As the parent of three, the youngest still in middle school, I’ve learned how to keep track of how my kids spent their time, their money, and who they spent time and money with. As a long-time Intel employee, I have spent much of my career working on remote and automated health management of client PCs—think Intel® vPro™ Technology, CPP (Compliance, Patching & Provisioning), etc. Over the last few months I have shifted to a new role: Working with servers, specifically in the cloud solutions space focused on infrastructure modernization and telemetry. What I am finding that is consistent from parenting to PCs to servers, is that knowing what signs to watch for and then taking appropriate action is critical.
Knowing what’s going on under the covers in the data center is especially key for Cloud Service Providers (CSPs). The CSP market is fiercely competitive. Margins are often slim and inefficiencies in the data center can mean the difference between making or losing money. Customers want services for the lowest price, but they also expect high availability. To meet these demands, CSPs have to increase data center operational and cost efficiency—and that’s where telemetry can help.
So, What’s the Big Deal About Telemetry?
Over the last two months I have dug in on telemetry, including the latest developments with NodeManager*, Intelligent Platform Management Interface (IPMI), collectors, time series databases, visualization capabilities, orchestrators, containers, and more. It’s been very cool to see the progress that’s been made in the cloud space since my initial days in hybrid cloud a decade ago. However, I’m not just excited about technology for technology’s sake. I’ve asked myself, “what are the real-world use cases for using telemetry—what can CSPs do with it and how can it help their business?” While I’m still learning, I think I’ve heard and seen enough to pose the “Big Three”:
- Power management: Static power capping on a single node is old hat. What if you could do dynamic power capping, looking at the complete rack level? What if you could understand what your nodes are doing and make real-time changes based on fluctuating power needs? What if you could automatically balance competing power caps?
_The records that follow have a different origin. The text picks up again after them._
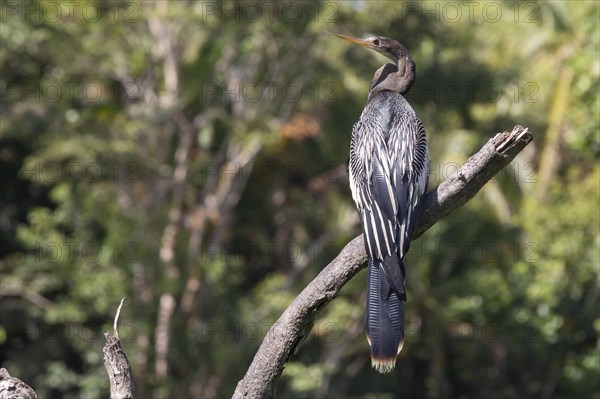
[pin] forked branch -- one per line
(297, 320)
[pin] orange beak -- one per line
(351, 39)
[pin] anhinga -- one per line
(388, 170)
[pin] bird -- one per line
(388, 169)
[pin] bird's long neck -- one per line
(398, 78)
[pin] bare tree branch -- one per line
(117, 365)
(296, 322)
(14, 388)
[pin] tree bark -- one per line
(14, 388)
(117, 365)
(296, 322)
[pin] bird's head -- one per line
(391, 48)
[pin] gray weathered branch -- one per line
(14, 388)
(117, 365)
(297, 320)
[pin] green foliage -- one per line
(193, 154)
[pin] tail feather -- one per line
(384, 321)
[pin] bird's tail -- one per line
(384, 316)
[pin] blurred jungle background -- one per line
(191, 156)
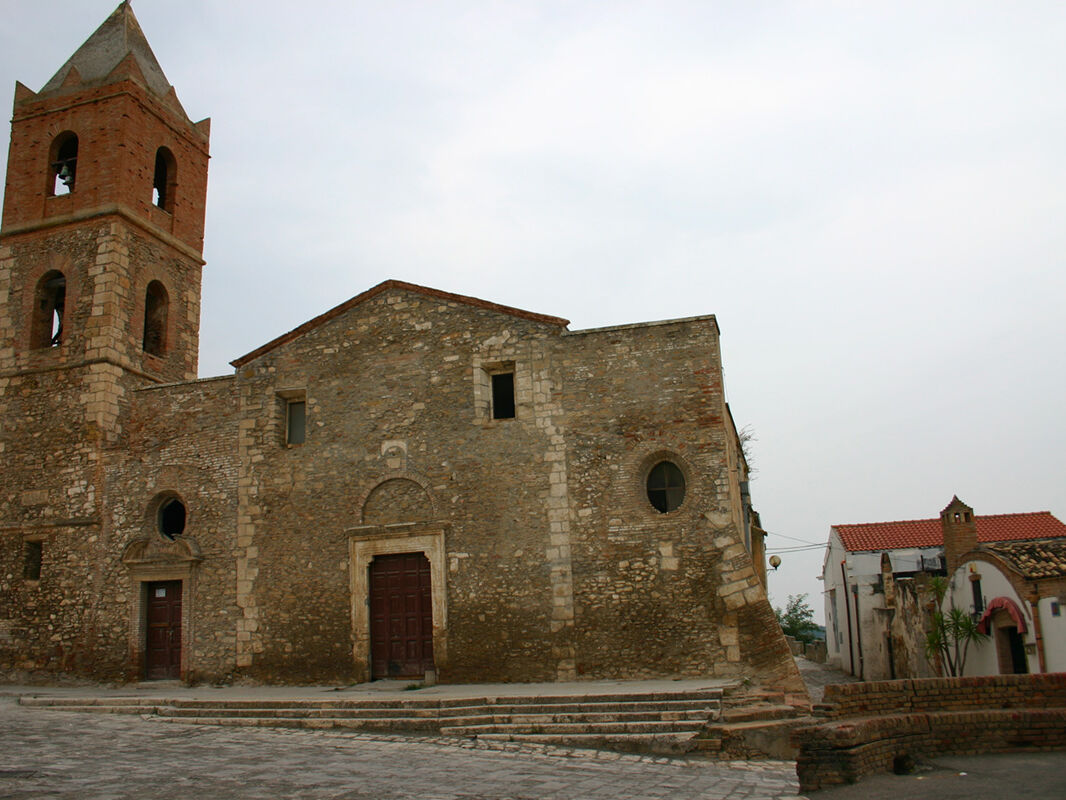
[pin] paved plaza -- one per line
(55, 754)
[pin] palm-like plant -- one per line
(950, 634)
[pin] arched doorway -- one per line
(401, 616)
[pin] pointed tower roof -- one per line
(119, 38)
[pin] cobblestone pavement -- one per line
(89, 756)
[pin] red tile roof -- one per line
(927, 532)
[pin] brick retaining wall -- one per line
(871, 726)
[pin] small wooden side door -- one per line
(162, 653)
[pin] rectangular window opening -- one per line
(503, 395)
(31, 563)
(295, 429)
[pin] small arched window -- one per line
(172, 518)
(665, 486)
(156, 302)
(165, 179)
(49, 307)
(63, 160)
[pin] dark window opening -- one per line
(295, 421)
(172, 518)
(979, 601)
(666, 486)
(31, 563)
(156, 303)
(64, 163)
(503, 396)
(163, 184)
(46, 328)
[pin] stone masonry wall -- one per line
(390, 395)
(181, 442)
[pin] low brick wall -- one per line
(873, 726)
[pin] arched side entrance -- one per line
(389, 564)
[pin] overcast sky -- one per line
(869, 196)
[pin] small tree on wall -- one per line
(797, 619)
(950, 635)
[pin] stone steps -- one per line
(755, 724)
(660, 722)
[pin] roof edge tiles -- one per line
(875, 537)
(381, 288)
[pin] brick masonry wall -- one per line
(945, 693)
(870, 725)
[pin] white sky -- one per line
(869, 196)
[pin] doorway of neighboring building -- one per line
(1011, 649)
(162, 652)
(401, 616)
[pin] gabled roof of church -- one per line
(929, 533)
(117, 38)
(402, 286)
(1034, 560)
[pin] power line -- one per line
(805, 541)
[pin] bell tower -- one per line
(100, 259)
(103, 210)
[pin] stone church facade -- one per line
(413, 482)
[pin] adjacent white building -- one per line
(1008, 571)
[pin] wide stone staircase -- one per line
(755, 723)
(649, 722)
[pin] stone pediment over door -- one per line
(154, 553)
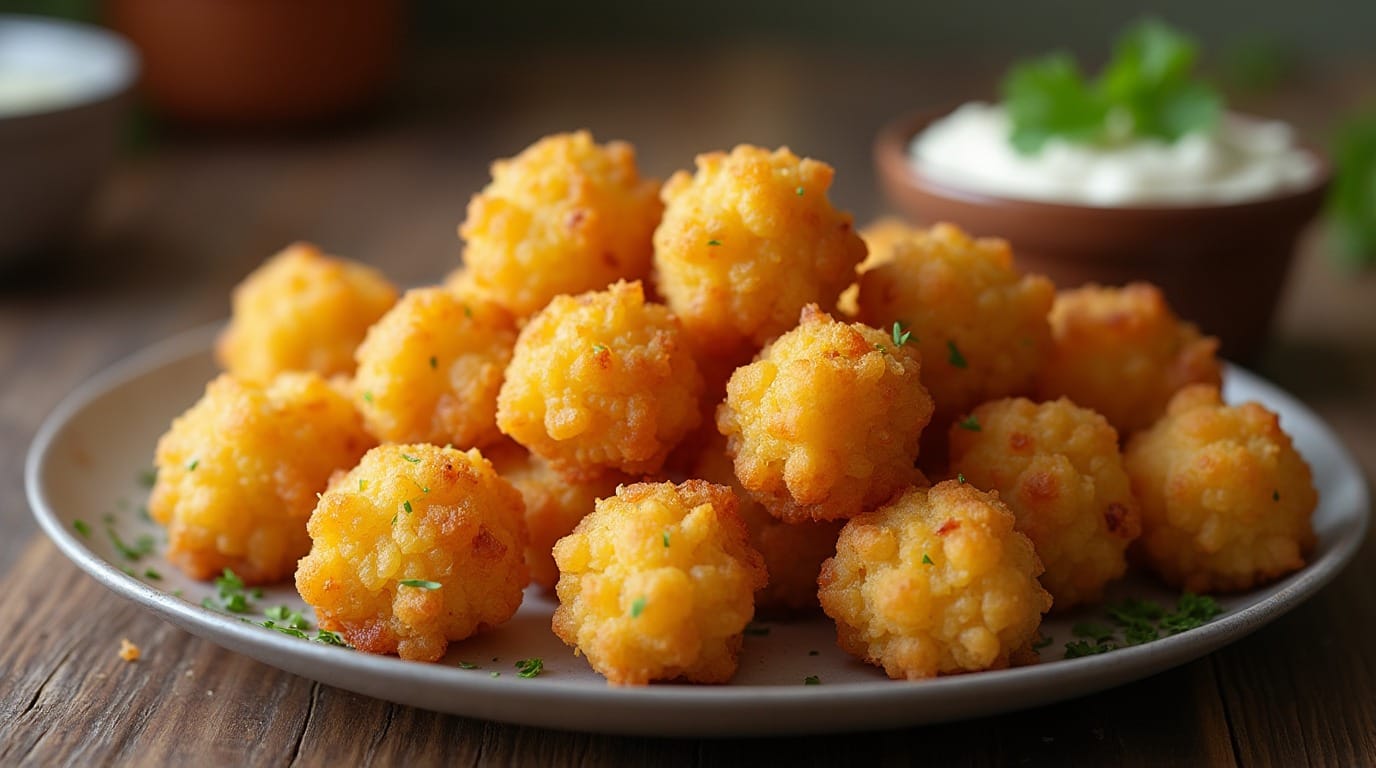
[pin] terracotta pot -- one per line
(1221, 266)
(260, 61)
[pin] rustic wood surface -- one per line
(186, 218)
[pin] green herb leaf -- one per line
(530, 668)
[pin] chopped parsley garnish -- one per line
(530, 668)
(900, 336)
(1141, 621)
(954, 355)
(1146, 90)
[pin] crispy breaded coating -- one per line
(429, 370)
(934, 582)
(1123, 353)
(879, 238)
(600, 381)
(302, 311)
(553, 504)
(414, 548)
(981, 325)
(237, 474)
(1057, 465)
(563, 216)
(793, 552)
(826, 423)
(658, 584)
(746, 242)
(1226, 498)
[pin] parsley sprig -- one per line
(1148, 90)
(1140, 621)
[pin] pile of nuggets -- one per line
(680, 406)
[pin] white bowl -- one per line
(62, 98)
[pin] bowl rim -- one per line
(125, 64)
(893, 138)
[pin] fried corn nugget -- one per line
(793, 552)
(1226, 498)
(553, 505)
(658, 584)
(934, 582)
(238, 474)
(980, 324)
(429, 370)
(1057, 465)
(746, 242)
(879, 238)
(1123, 353)
(414, 548)
(600, 381)
(563, 216)
(302, 311)
(826, 423)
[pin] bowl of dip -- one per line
(1212, 218)
(63, 92)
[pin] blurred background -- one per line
(365, 125)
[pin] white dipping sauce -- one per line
(1240, 160)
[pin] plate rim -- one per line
(377, 676)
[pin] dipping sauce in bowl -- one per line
(1244, 158)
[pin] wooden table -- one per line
(180, 223)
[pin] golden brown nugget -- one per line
(793, 552)
(826, 423)
(1228, 503)
(238, 474)
(746, 242)
(429, 370)
(936, 582)
(600, 381)
(553, 504)
(302, 311)
(1123, 353)
(564, 216)
(414, 548)
(981, 325)
(1058, 467)
(658, 584)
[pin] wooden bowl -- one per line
(1221, 266)
(260, 62)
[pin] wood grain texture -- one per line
(179, 225)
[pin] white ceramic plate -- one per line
(108, 431)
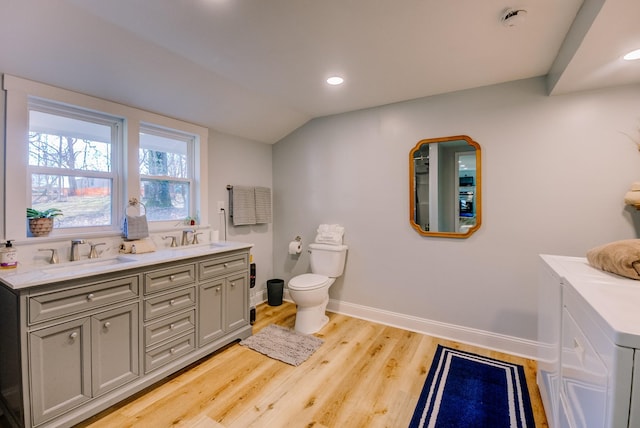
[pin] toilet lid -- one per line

- Thermal management: Think about the possibilities if you could use NodeManager to see what is happening with thermals in a box as well as it’s position in the rack—and then be able to interface with the orchestrator to move workloads or talk to the CRAC unit to bump cooling up a notch?
- Workload optimization: Then, what if you could drill down one more step, to determine which nodes are underutilized and to dynamically move workloads around to take advantage of free CPU cycles?
If you haven’t noticed, there’s a common theme here: Do more! Do it more efficiently!
This isn’t just a pipe dream—the telemetry technology exists TODAY. You can start your journey to lower Power Utilization Efficiency (PUE) and Total Cost of Ownership (TCO) and increase resource utilization by learning how to expose the telemetry already present in your data center—that’s what the rest of this blog will talk about. Then, you can move up the telemetry maturity ladder by interacting with the telemetry data to take action, use analytics to automate monitoring and action, and finally add in machine learning and artificial intelligence to create a truly autonomous, self-monitoring and self-healing data center.
So, how do you get started on this amazing journey?
First Stop: Expose the Telemetry You Already Have
Your data center probably is already equipped with temperature and airflow sensors. If you’re using servers based on Intel® architecture, you also already have sensors and platform telemetry throughout the data center that are capable of helping with server performance, reliability, efficiency, and capacity planning. For example, modern Intel® Xeon® processors include sensors that monitor cache, CPU, memory, and I/O utilization, as well as sensors for airflow and outlet temperature.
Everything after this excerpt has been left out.